Meson Decay: Solving for the Ratio of Decay Rates - What is the Input Parameter?

[sunrah]

Homework Statement

$\frac{\Gamma\left( D^{*+} \rightarrow D^{0}\pi^{+}\right)}{\Gamma\left( D^{*+} \rightarrow D^{+}\pi^{0}\right)} = ?$

Homework Equations

$D^{*+} = |c\bar{d}\rangle$
$D^{*0} = |c\bar{u}\rangle$

see also Clebsch-Gordon coefficients

The Attempt at a Solution

I know that these are meson decay reactions and those look like gamma functions, but what exactly is the input parameter here?
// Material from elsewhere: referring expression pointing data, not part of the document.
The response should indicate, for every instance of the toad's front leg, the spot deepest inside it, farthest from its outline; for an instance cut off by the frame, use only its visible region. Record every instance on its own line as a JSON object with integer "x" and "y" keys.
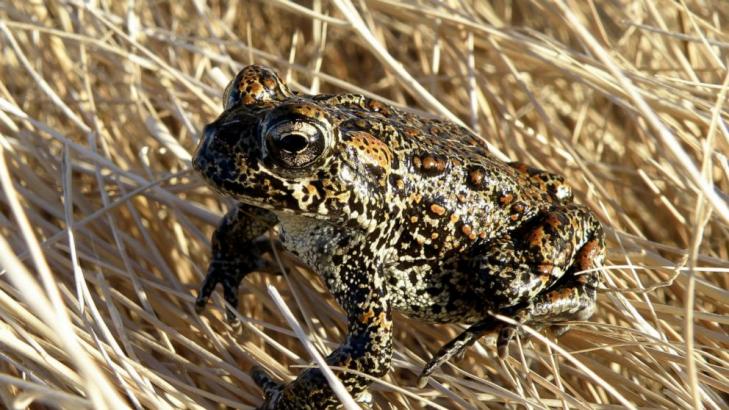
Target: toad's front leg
{"x": 360, "y": 291}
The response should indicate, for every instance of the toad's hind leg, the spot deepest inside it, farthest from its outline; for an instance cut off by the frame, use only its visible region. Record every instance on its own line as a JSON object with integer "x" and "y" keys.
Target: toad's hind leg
{"x": 534, "y": 277}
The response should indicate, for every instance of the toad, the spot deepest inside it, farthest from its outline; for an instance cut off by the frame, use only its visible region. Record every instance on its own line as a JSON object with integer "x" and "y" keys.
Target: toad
{"x": 396, "y": 212}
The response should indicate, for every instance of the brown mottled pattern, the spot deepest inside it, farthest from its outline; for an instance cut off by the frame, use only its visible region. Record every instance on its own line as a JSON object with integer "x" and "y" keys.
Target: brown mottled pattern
{"x": 395, "y": 212}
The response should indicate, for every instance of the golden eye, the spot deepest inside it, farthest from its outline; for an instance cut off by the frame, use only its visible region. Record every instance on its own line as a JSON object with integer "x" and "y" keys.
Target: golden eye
{"x": 296, "y": 143}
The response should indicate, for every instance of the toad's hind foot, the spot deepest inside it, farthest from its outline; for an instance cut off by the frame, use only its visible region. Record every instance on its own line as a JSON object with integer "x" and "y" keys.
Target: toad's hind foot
{"x": 265, "y": 382}
{"x": 573, "y": 300}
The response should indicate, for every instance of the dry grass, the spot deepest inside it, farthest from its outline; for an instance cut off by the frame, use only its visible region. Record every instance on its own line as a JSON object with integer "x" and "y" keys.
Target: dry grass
{"x": 101, "y": 106}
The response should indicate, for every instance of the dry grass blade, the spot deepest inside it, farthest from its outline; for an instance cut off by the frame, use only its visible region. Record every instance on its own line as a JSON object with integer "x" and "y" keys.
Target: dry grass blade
{"x": 105, "y": 229}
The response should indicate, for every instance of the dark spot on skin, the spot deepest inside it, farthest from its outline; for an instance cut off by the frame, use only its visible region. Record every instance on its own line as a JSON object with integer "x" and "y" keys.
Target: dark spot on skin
{"x": 437, "y": 209}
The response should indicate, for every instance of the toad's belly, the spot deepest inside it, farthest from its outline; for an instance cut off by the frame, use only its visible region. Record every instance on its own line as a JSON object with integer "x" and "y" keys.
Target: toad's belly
{"x": 436, "y": 294}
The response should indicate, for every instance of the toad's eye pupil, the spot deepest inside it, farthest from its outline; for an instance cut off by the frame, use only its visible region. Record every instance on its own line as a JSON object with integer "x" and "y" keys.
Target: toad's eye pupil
{"x": 293, "y": 143}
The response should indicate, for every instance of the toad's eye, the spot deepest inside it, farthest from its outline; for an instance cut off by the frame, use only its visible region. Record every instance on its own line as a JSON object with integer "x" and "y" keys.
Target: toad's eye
{"x": 296, "y": 143}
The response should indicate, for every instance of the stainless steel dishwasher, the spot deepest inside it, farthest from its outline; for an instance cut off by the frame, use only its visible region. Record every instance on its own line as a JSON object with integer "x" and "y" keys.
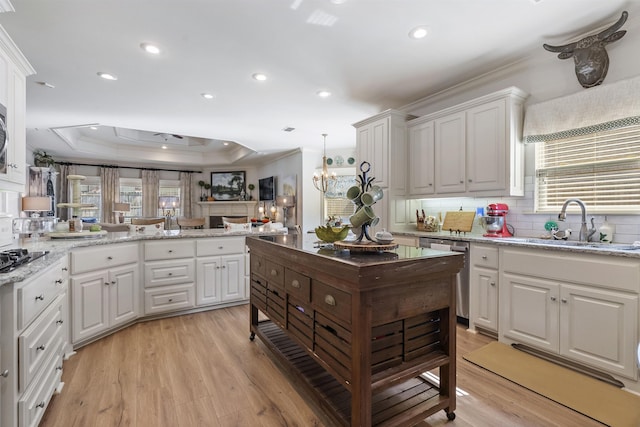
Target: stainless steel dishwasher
{"x": 462, "y": 294}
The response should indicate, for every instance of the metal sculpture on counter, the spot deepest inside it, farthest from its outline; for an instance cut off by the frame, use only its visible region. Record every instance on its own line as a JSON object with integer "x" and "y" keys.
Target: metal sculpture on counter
{"x": 589, "y": 54}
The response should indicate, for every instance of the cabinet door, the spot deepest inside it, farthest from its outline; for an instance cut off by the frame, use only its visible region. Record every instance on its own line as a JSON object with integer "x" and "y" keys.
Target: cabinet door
{"x": 529, "y": 311}
{"x": 208, "y": 287}
{"x": 123, "y": 294}
{"x": 232, "y": 277}
{"x": 89, "y": 294}
{"x": 421, "y": 160}
{"x": 484, "y": 298}
{"x": 450, "y": 153}
{"x": 599, "y": 327}
{"x": 486, "y": 149}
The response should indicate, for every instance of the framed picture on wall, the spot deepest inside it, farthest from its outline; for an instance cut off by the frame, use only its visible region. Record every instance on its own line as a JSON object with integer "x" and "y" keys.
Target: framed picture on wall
{"x": 227, "y": 186}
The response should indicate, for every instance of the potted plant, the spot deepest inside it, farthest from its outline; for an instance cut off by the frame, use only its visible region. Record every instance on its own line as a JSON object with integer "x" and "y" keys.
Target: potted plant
{"x": 42, "y": 159}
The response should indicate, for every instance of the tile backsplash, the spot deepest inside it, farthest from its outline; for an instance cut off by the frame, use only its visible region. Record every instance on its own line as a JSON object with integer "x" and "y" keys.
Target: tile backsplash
{"x": 523, "y": 220}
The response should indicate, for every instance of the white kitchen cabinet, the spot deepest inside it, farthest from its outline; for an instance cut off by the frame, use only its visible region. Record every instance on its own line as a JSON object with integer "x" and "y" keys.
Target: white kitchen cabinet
{"x": 220, "y": 266}
{"x": 583, "y": 308}
{"x": 104, "y": 289}
{"x": 477, "y": 149}
{"x": 13, "y": 71}
{"x": 421, "y": 159}
{"x": 483, "y": 288}
{"x": 34, "y": 340}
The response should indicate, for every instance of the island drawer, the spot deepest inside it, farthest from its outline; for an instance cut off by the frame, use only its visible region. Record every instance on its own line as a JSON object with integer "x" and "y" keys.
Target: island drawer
{"x": 331, "y": 301}
{"x": 162, "y": 273}
{"x": 103, "y": 257}
{"x": 298, "y": 285}
{"x": 220, "y": 246}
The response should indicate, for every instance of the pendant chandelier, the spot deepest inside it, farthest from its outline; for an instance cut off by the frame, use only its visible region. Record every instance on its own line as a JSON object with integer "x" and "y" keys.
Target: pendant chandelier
{"x": 323, "y": 181}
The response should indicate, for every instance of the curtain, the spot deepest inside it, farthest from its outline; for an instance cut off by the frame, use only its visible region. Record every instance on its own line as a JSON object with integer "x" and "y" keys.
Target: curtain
{"x": 110, "y": 187}
{"x": 597, "y": 109}
{"x": 150, "y": 193}
{"x": 62, "y": 191}
{"x": 186, "y": 193}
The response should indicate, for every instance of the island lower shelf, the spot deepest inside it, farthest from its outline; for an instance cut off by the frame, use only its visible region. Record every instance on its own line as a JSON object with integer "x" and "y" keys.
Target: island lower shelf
{"x": 390, "y": 407}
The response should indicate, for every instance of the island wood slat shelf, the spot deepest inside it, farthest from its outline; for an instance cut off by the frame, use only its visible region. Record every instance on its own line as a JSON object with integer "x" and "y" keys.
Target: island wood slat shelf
{"x": 357, "y": 331}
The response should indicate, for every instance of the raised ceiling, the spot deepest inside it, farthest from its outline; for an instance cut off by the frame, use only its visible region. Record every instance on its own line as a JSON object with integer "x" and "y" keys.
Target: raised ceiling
{"x": 359, "y": 50}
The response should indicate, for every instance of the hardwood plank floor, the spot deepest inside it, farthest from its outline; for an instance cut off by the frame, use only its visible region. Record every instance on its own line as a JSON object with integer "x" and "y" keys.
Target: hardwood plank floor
{"x": 202, "y": 370}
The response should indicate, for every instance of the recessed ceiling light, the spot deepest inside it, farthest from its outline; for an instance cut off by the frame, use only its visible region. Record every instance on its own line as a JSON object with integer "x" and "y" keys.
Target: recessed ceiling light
{"x": 107, "y": 76}
{"x": 418, "y": 32}
{"x": 150, "y": 48}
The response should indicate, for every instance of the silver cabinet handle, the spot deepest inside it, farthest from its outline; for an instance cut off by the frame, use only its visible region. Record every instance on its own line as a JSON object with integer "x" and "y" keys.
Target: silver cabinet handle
{"x": 329, "y": 300}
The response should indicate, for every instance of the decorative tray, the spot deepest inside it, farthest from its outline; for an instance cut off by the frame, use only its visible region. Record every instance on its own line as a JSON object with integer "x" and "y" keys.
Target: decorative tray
{"x": 365, "y": 246}
{"x": 84, "y": 234}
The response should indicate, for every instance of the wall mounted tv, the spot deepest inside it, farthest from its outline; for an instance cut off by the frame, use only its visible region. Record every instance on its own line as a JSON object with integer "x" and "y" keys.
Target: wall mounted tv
{"x": 267, "y": 188}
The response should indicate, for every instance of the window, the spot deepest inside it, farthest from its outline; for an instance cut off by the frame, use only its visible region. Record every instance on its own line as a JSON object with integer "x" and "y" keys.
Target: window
{"x": 90, "y": 194}
{"x": 169, "y": 191}
{"x": 131, "y": 192}
{"x": 602, "y": 169}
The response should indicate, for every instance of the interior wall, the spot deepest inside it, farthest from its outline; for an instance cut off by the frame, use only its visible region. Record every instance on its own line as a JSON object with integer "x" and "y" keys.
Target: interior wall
{"x": 544, "y": 77}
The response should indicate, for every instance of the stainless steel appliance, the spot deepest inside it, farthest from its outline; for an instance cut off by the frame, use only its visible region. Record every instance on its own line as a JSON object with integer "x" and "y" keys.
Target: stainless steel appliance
{"x": 462, "y": 295}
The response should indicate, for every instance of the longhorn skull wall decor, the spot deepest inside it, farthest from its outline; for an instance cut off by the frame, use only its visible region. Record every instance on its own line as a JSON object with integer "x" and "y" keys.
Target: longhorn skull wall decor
{"x": 590, "y": 55}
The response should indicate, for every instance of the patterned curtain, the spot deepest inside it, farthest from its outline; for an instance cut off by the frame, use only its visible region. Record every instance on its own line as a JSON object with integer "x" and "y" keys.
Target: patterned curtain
{"x": 186, "y": 193}
{"x": 62, "y": 190}
{"x": 110, "y": 182}
{"x": 150, "y": 193}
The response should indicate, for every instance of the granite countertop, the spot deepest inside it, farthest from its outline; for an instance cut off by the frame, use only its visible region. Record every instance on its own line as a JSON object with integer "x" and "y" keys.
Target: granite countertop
{"x": 595, "y": 248}
{"x": 58, "y": 248}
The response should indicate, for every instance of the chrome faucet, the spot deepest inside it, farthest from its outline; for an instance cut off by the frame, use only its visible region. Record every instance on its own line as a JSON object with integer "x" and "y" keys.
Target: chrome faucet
{"x": 583, "y": 228}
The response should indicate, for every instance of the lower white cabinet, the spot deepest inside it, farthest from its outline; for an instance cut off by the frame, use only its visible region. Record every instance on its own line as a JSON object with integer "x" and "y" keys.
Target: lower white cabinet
{"x": 104, "y": 289}
{"x": 34, "y": 337}
{"x": 584, "y": 308}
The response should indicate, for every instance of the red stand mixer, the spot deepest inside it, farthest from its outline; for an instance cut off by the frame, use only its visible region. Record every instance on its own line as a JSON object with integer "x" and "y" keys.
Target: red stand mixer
{"x": 495, "y": 223}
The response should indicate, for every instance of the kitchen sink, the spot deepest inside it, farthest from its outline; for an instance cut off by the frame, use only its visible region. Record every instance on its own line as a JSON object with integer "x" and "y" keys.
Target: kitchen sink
{"x": 573, "y": 243}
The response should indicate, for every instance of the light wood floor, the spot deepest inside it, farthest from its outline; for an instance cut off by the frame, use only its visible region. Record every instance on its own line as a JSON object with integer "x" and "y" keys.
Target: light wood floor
{"x": 202, "y": 370}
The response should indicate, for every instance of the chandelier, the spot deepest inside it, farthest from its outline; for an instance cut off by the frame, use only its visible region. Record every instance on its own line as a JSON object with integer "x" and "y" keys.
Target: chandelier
{"x": 323, "y": 181}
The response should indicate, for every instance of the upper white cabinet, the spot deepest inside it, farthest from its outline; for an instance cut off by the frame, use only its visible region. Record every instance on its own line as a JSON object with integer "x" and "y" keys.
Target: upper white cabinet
{"x": 13, "y": 71}
{"x": 476, "y": 148}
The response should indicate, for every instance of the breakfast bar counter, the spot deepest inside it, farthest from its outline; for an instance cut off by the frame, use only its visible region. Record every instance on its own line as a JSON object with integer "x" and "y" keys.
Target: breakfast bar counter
{"x": 357, "y": 330}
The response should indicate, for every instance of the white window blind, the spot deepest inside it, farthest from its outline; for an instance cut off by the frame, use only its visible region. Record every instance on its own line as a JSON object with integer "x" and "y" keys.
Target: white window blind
{"x": 602, "y": 169}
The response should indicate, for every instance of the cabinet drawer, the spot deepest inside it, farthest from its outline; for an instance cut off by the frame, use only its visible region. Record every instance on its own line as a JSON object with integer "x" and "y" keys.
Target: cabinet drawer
{"x": 32, "y": 405}
{"x": 220, "y": 246}
{"x": 102, "y": 257}
{"x": 484, "y": 256}
{"x": 169, "y": 298}
{"x": 168, "y": 249}
{"x": 36, "y": 294}
{"x": 331, "y": 301}
{"x": 297, "y": 285}
{"x": 169, "y": 272}
{"x": 274, "y": 274}
{"x": 39, "y": 341}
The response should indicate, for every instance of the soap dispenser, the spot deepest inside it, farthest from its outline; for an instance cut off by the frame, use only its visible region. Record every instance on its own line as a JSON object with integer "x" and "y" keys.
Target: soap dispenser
{"x": 606, "y": 232}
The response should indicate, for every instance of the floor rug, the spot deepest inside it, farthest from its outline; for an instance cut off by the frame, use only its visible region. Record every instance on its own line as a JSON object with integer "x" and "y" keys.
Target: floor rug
{"x": 591, "y": 397}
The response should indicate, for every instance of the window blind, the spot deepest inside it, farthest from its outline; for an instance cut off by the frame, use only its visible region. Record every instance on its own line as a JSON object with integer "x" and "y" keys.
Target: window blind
{"x": 602, "y": 169}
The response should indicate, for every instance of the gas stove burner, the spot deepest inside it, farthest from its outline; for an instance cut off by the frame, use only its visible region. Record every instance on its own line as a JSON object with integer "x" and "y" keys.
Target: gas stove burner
{"x": 10, "y": 259}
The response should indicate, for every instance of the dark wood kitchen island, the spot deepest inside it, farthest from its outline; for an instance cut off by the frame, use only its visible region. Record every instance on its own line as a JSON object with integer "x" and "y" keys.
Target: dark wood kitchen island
{"x": 356, "y": 330}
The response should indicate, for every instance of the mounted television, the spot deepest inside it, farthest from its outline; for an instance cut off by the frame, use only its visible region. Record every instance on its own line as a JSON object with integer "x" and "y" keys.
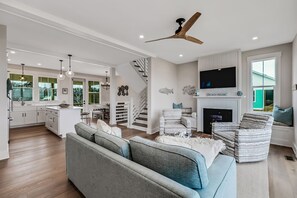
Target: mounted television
{"x": 218, "y": 78}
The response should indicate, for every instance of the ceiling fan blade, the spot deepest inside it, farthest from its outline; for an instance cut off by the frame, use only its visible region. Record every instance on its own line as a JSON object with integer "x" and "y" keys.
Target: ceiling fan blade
{"x": 192, "y": 39}
{"x": 170, "y": 37}
{"x": 189, "y": 23}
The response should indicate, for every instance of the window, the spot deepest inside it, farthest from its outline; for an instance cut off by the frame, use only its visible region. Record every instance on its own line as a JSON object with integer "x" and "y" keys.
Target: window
{"x": 94, "y": 92}
{"x": 47, "y": 88}
{"x": 264, "y": 83}
{"x": 22, "y": 89}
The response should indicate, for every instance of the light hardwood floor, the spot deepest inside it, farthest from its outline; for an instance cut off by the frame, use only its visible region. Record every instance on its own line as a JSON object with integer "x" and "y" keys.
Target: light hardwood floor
{"x": 36, "y": 167}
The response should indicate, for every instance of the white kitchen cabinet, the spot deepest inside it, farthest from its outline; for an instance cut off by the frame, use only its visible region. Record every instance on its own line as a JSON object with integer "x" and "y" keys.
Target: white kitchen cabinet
{"x": 62, "y": 120}
{"x": 40, "y": 114}
{"x": 22, "y": 118}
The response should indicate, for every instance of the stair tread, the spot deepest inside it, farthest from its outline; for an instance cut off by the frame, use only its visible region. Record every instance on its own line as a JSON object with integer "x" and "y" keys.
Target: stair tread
{"x": 140, "y": 124}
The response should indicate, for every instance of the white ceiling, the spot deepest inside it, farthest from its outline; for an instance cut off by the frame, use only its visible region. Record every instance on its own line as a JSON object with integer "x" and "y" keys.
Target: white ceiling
{"x": 107, "y": 32}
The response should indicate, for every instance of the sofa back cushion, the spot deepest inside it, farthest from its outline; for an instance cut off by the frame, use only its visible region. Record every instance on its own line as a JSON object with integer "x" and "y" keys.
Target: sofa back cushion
{"x": 180, "y": 164}
{"x": 85, "y": 131}
{"x": 254, "y": 121}
{"x": 283, "y": 115}
{"x": 113, "y": 143}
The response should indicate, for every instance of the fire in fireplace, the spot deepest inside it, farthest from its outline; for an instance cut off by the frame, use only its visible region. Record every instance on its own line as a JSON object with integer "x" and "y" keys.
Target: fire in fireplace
{"x": 215, "y": 115}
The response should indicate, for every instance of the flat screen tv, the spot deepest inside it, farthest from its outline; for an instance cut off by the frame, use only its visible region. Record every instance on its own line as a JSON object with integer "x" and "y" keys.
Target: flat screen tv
{"x": 218, "y": 78}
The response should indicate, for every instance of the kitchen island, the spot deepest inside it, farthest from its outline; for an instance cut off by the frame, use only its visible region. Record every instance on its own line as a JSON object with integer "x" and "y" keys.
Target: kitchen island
{"x": 62, "y": 120}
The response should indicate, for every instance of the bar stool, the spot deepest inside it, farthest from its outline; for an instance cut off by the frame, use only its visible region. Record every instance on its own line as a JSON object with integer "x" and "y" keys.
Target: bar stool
{"x": 85, "y": 116}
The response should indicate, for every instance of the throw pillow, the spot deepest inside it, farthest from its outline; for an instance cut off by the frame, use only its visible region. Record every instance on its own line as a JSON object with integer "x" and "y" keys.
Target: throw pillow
{"x": 283, "y": 115}
{"x": 180, "y": 164}
{"x": 85, "y": 131}
{"x": 177, "y": 106}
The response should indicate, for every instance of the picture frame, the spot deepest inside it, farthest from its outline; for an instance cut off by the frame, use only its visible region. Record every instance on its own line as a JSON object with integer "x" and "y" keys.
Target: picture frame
{"x": 64, "y": 90}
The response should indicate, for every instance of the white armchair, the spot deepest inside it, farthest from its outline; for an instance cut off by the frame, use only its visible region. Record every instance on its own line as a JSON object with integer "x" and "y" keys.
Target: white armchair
{"x": 172, "y": 123}
{"x": 248, "y": 141}
{"x": 102, "y": 126}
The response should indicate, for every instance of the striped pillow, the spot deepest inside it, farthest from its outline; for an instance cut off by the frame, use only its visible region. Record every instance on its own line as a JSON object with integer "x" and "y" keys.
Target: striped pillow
{"x": 254, "y": 121}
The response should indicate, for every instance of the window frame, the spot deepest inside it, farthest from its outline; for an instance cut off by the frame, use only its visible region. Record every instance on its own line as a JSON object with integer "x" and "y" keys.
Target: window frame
{"x": 94, "y": 92}
{"x": 38, "y": 88}
{"x": 276, "y": 96}
{"x": 32, "y": 88}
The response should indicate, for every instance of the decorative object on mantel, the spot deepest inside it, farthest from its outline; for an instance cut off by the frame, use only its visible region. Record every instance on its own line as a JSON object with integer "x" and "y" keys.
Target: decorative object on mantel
{"x": 166, "y": 91}
{"x": 70, "y": 73}
{"x": 190, "y": 90}
{"x": 123, "y": 90}
{"x": 239, "y": 93}
{"x": 106, "y": 85}
{"x": 64, "y": 90}
{"x": 216, "y": 94}
{"x": 61, "y": 76}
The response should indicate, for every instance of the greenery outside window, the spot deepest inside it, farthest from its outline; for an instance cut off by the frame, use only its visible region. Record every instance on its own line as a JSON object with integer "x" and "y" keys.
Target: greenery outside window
{"x": 22, "y": 89}
{"x": 47, "y": 88}
{"x": 94, "y": 92}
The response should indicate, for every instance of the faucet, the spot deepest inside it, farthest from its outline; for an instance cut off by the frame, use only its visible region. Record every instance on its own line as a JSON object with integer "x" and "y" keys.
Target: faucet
{"x": 22, "y": 101}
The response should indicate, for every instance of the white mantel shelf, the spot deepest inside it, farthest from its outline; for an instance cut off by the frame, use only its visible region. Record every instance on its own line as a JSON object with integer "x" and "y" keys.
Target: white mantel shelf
{"x": 214, "y": 97}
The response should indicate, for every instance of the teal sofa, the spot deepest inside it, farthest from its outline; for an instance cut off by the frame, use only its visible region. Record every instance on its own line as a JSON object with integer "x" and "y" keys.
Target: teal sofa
{"x": 101, "y": 165}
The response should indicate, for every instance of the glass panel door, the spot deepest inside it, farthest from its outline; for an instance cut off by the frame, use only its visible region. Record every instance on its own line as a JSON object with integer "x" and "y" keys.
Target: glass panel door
{"x": 78, "y": 93}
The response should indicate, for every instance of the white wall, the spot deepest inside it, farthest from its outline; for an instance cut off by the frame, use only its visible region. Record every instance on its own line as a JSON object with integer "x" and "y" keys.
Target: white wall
{"x": 187, "y": 74}
{"x": 286, "y": 72}
{"x": 294, "y": 93}
{"x": 162, "y": 74}
{"x": 4, "y": 153}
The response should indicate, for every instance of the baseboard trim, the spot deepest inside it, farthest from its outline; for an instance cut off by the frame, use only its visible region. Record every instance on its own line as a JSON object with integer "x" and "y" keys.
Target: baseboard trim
{"x": 295, "y": 149}
{"x": 4, "y": 155}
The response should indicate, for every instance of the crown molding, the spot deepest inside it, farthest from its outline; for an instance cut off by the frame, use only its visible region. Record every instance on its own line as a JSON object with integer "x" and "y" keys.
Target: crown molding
{"x": 21, "y": 48}
{"x": 38, "y": 16}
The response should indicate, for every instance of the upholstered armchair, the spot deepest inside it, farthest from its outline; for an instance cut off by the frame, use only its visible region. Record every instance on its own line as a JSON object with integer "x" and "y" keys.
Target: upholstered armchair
{"x": 172, "y": 123}
{"x": 248, "y": 141}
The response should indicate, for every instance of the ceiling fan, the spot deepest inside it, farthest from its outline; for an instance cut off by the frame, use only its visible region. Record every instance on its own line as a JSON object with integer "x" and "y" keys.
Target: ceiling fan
{"x": 180, "y": 33}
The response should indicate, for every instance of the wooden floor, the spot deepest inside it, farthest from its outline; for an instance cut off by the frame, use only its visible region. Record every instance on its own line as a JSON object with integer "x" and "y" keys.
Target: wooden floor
{"x": 36, "y": 167}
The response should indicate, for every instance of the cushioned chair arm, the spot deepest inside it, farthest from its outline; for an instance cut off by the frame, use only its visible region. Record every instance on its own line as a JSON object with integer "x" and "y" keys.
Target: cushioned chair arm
{"x": 252, "y": 135}
{"x": 186, "y": 121}
{"x": 224, "y": 126}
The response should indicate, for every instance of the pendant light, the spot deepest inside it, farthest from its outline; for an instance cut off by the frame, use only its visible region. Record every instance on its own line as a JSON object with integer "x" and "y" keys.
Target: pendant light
{"x": 22, "y": 77}
{"x": 61, "y": 76}
{"x": 69, "y": 73}
{"x": 106, "y": 85}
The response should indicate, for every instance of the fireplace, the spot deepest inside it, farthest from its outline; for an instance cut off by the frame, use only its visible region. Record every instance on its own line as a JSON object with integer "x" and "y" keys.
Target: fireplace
{"x": 215, "y": 115}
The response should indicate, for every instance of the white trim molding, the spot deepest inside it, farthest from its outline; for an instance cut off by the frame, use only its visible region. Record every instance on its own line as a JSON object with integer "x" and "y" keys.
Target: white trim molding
{"x": 277, "y": 93}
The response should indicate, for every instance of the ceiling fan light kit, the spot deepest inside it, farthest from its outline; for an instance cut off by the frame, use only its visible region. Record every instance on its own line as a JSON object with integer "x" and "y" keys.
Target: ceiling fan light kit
{"x": 70, "y": 73}
{"x": 180, "y": 33}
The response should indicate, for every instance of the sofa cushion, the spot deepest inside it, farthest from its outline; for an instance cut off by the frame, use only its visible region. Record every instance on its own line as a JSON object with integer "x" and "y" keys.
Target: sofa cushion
{"x": 283, "y": 115}
{"x": 180, "y": 164}
{"x": 113, "y": 143}
{"x": 85, "y": 131}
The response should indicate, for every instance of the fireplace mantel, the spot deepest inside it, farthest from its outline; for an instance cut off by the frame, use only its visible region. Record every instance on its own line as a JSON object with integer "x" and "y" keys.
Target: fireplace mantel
{"x": 218, "y": 102}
What number does the decay process deliver?

anyway

$D^{*+} \rightarrow D^{0}\pi^{+} = |c\bar{d}\rangle \rightarrow |c\bar{u}\rangle|u\bar{d}\rangle$
$= |\frac{1}{2}, \frac{1}{2}\rangle \rightarrow |\frac{1}{2}, \frac{-1}{2}\rangle|1,1\rangle$, where the numbers are isospin and its z-axis projection, e.g. $|I,I_{3}\rangle$.

now clebstch-gordon:

$|1,1\rangle |\frac{1}{2}, \frac{-1}{2}\rangle = \sum_{J =1/2} ^{3/2}|J,1/2\rangle C^{J,1/2} = \sqrt{\frac{2}{3}}\left( |1/2,1/2\rangle + |3/2,1/2\rangle\right)$

this is where i get stuck. are the CB-factors alone the input parameters of the gamma functions? thanks

 

[mark726]

.



Hello, thank you for your post. The input parameters of the gamma functions in this case are the masses of the particles involved in the decay process. The ratio of the two gamma functions gives us the relative probability of the two decay channels, which is important in understanding the dynamics of the decay. The Clebsch-Gordon coefficients that you have calculated help us determine the relative strengths of the different isospin states in the final state, but they are not the input parameters of the gamma functions. I hope this helps clarify things for you.